W oddali dostrzegłem zmierzający w naszym kierunku policyjny radiowóz. Zbieg okoliczności? Czy faktycznie jestem obserwowany i pilnowany? Oby nie, bo się zdenerwuję jeśli pokrzyżują moje plany. Jednak co ja się łudzę, całe Castel Valley śledzi z niezwykłym zainteresowaniem moje poczynania. Mogłem się spodziewać, że zaraz skąd wyjadą niespodziewanie lokalne służby. Zapewne za nim tak nerwowo oglądał się staruszek. Czyżby chciał mnie przed czymś ostrzec? Na to wygląda. I wygląda też na to, że jeśli nie znajdzie dobrej wymówki, o czym ze mną rozmawiał, zapłaci za próbę ostrzeżenia. Nikt w swoich szeregach nie lubi mieć kreta. Hm, wychodziłoby na to, że nieznajomy coś wie, ale obawiam się, że już nie będzie mi dane z nim więcej porozmawiać, jeśli natomiast jakimś cudem będzie to możliwe, nie podzieli się ze mną już żadnymi informacjami, nagle dostanie przymusowej amnezji.
-Cooper! -pojazd zatrzymał się koło nas, uchylając szybkę pasażera. -Znowu niepokoisz przyjezdnych? - wąsaty policjant z pałką w ręku, wysiadł z pojazdu i podszedł do nas.
-Nie, nie - jąkał się staruszek. -Ja tylko byłem ciekawy co się tutaj dzieje - starał się nieudolnie wytłumaczyć, gdy funkcjonariusz objął go ramieniem, stukając delikatnie pałką po brzuchu.
-A pan? Panie detektywie, co tutaj robi? - kierowca poszedł za przykładem swojego patrol partnera i również opuścił samochód, podchodząc bezpośrednio do mnie.
-Podziwiam okolicę - odrzekłem bez wahania, zerkając w stronę przyklejonego do szyby, niczym glonojad, Delgado.

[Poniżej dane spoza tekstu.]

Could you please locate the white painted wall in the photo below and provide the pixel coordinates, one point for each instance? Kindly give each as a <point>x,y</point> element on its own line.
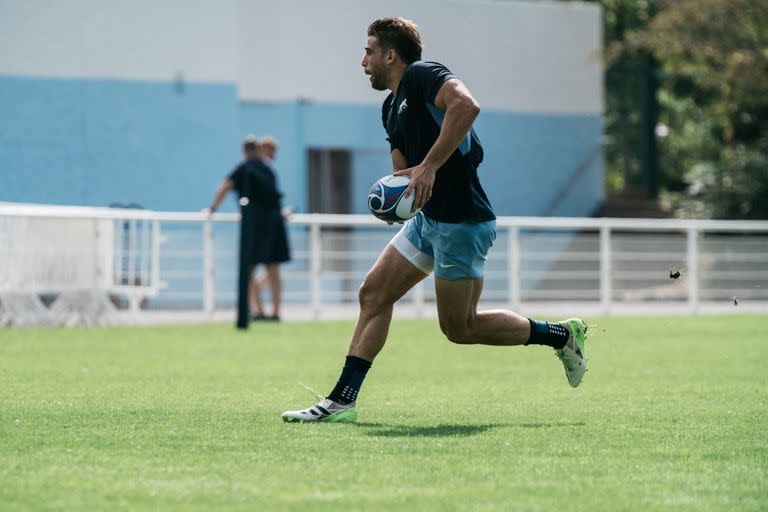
<point>520,56</point>
<point>136,39</point>
<point>517,56</point>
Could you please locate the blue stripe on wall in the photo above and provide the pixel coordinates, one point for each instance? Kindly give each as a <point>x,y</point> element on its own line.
<point>95,142</point>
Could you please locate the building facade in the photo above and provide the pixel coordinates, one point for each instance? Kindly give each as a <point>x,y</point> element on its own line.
<point>146,103</point>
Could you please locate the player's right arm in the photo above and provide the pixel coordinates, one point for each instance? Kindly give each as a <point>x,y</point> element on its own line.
<point>398,160</point>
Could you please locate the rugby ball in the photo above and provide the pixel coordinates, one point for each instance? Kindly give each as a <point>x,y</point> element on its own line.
<point>387,200</point>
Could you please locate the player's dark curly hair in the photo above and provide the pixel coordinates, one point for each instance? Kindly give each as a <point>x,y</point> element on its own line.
<point>399,34</point>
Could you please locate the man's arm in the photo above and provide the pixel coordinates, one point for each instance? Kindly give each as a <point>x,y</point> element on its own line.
<point>399,161</point>
<point>461,110</point>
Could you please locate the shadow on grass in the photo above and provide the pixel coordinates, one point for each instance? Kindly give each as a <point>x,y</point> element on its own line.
<point>383,430</point>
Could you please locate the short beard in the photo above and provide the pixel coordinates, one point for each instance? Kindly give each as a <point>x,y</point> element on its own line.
<point>377,83</point>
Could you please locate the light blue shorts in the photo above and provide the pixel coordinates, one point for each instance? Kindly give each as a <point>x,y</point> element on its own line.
<point>452,250</point>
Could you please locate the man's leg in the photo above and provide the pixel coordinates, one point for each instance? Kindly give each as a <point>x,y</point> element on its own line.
<point>462,323</point>
<point>276,286</point>
<point>254,294</point>
<point>390,278</point>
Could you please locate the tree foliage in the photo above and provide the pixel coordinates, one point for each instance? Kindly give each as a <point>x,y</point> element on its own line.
<point>713,76</point>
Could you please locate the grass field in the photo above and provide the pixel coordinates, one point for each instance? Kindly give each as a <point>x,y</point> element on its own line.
<point>673,415</point>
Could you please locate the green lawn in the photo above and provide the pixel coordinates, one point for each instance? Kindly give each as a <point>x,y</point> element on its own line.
<point>673,415</point>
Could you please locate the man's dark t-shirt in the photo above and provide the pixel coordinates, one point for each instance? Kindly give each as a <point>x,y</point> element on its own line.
<point>412,122</point>
<point>256,180</point>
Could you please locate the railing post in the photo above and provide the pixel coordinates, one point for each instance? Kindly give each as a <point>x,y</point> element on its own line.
<point>418,299</point>
<point>513,269</point>
<point>606,289</point>
<point>692,260</point>
<point>209,291</point>
<point>156,254</point>
<point>314,268</point>
<point>130,279</point>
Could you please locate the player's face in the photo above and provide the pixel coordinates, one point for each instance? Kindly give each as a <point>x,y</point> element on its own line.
<point>373,63</point>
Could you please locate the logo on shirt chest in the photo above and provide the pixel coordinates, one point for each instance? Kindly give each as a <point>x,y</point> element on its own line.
<point>402,107</point>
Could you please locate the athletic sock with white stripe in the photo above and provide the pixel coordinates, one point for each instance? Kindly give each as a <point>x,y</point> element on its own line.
<point>350,380</point>
<point>547,333</point>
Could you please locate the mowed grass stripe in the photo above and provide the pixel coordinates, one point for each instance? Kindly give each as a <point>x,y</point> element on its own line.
<point>672,415</point>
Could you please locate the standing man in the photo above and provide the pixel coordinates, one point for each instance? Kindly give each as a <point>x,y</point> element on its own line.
<point>428,118</point>
<point>255,180</point>
<point>279,252</point>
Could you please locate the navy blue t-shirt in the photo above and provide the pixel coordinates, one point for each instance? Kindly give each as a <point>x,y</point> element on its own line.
<point>412,122</point>
<point>258,177</point>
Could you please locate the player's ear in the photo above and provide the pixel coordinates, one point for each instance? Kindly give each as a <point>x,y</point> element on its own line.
<point>391,56</point>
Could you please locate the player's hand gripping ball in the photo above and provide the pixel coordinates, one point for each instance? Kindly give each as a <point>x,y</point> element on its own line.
<point>387,200</point>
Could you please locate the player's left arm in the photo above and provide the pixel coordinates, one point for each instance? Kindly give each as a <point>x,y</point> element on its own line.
<point>461,110</point>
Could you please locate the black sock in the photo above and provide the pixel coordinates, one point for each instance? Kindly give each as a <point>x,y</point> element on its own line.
<point>547,333</point>
<point>350,380</point>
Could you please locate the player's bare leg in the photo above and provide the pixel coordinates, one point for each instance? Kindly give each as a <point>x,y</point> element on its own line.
<point>254,294</point>
<point>462,323</point>
<point>390,278</point>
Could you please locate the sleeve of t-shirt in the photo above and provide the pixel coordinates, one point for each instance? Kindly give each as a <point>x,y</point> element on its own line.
<point>393,144</point>
<point>236,176</point>
<point>423,80</point>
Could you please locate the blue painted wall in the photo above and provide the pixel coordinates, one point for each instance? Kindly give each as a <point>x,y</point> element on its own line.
<point>166,146</point>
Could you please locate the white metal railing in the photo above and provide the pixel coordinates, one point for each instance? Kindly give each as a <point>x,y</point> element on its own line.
<point>173,260</point>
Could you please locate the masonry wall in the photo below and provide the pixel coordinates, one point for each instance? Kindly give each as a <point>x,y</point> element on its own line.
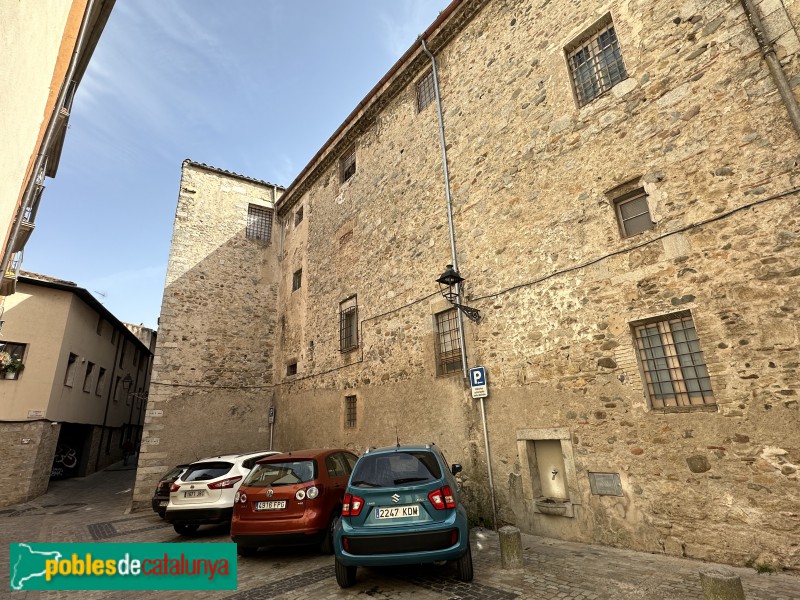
<point>699,124</point>
<point>212,370</point>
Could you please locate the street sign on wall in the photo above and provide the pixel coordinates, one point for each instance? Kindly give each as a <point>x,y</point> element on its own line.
<point>477,379</point>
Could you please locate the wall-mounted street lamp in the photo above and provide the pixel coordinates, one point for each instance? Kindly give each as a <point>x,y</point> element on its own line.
<point>448,286</point>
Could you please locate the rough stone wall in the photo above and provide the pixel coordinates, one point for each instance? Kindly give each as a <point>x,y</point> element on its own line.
<point>27,450</point>
<point>212,370</point>
<point>698,121</point>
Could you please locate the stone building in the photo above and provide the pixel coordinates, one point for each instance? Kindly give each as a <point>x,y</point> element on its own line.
<point>73,385</point>
<point>45,48</point>
<point>623,183</point>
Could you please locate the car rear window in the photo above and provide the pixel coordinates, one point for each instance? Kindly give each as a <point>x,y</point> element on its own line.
<point>287,472</point>
<point>172,474</point>
<point>205,471</point>
<point>396,468</point>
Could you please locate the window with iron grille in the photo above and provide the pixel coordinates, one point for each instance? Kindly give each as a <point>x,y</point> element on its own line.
<point>447,343</point>
<point>347,164</point>
<point>425,91</point>
<point>672,363</point>
<point>595,61</point>
<point>633,213</point>
<point>348,325</point>
<point>259,223</point>
<point>87,380</point>
<point>101,382</point>
<point>72,364</point>
<point>349,411</point>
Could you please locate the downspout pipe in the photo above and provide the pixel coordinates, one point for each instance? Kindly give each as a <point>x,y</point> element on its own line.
<point>50,132</point>
<point>454,262</point>
<point>771,58</point>
<point>449,200</point>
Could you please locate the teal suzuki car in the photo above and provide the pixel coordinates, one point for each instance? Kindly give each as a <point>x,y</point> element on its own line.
<point>401,507</point>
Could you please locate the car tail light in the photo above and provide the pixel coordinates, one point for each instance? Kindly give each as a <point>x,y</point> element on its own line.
<point>352,505</point>
<point>442,498</point>
<point>225,484</point>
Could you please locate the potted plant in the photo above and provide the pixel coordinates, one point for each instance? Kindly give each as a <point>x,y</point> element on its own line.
<point>10,366</point>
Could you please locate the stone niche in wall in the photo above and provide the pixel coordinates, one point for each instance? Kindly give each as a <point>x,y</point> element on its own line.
<point>549,481</point>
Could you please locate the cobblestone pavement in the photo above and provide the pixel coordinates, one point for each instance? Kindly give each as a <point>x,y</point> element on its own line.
<point>94,509</point>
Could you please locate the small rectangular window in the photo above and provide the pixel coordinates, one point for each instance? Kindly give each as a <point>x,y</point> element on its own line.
<point>87,380</point>
<point>348,325</point>
<point>101,382</point>
<point>349,411</point>
<point>425,91</point>
<point>595,61</point>
<point>447,343</point>
<point>347,164</point>
<point>72,365</point>
<point>672,363</point>
<point>259,223</point>
<point>633,213</point>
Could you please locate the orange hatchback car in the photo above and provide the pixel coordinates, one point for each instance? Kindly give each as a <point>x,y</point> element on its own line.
<point>291,499</point>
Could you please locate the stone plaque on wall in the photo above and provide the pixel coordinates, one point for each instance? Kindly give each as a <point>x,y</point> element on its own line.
<point>605,484</point>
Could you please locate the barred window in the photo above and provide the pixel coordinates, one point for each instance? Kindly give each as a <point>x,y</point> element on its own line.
<point>447,343</point>
<point>348,325</point>
<point>595,61</point>
<point>259,223</point>
<point>349,411</point>
<point>425,91</point>
<point>347,164</point>
<point>633,213</point>
<point>674,369</point>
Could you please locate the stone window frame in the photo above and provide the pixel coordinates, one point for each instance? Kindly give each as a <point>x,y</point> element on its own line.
<point>87,378</point>
<point>530,470</point>
<point>350,412</point>
<point>259,223</point>
<point>622,197</point>
<point>72,366</point>
<point>347,164</point>
<point>447,343</point>
<point>595,63</point>
<point>426,91</point>
<point>348,324</point>
<point>675,367</point>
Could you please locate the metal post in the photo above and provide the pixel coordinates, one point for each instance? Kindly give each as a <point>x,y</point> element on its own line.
<point>489,465</point>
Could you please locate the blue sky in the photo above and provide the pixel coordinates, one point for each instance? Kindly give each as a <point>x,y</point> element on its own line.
<point>251,86</point>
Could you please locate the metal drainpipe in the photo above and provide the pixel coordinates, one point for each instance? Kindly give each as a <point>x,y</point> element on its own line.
<point>453,255</point>
<point>454,260</point>
<point>778,75</point>
<point>48,136</point>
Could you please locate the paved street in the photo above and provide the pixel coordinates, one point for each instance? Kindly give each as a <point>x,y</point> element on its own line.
<point>94,509</point>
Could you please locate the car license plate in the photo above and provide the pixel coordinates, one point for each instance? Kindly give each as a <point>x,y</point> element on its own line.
<point>397,512</point>
<point>271,505</point>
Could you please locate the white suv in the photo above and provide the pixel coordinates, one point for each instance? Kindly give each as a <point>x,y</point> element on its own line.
<point>204,493</point>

-Piękny pojazd - spojrzał w tym samym kierunku co ja. -Szkoda by było, jakby ktoś go uszkodził, prawda? -przytaknąłem. -Zatem proszę o parkowanie w bezpieczniejszych miejscach - puścił mi oczko, uśmiechając się.
-Na nas czas - wsiedli do radiowozu. -Chodź Cooper, odwieziemy cię domu - zaśmiali się, a starzec spojrzał na mnie wymownie, jakby chciał coś przekazać, po czym niechętnie wsiadł na tyle kanapy. -Trzymaj się panie detektyw - odjechali przed siebie.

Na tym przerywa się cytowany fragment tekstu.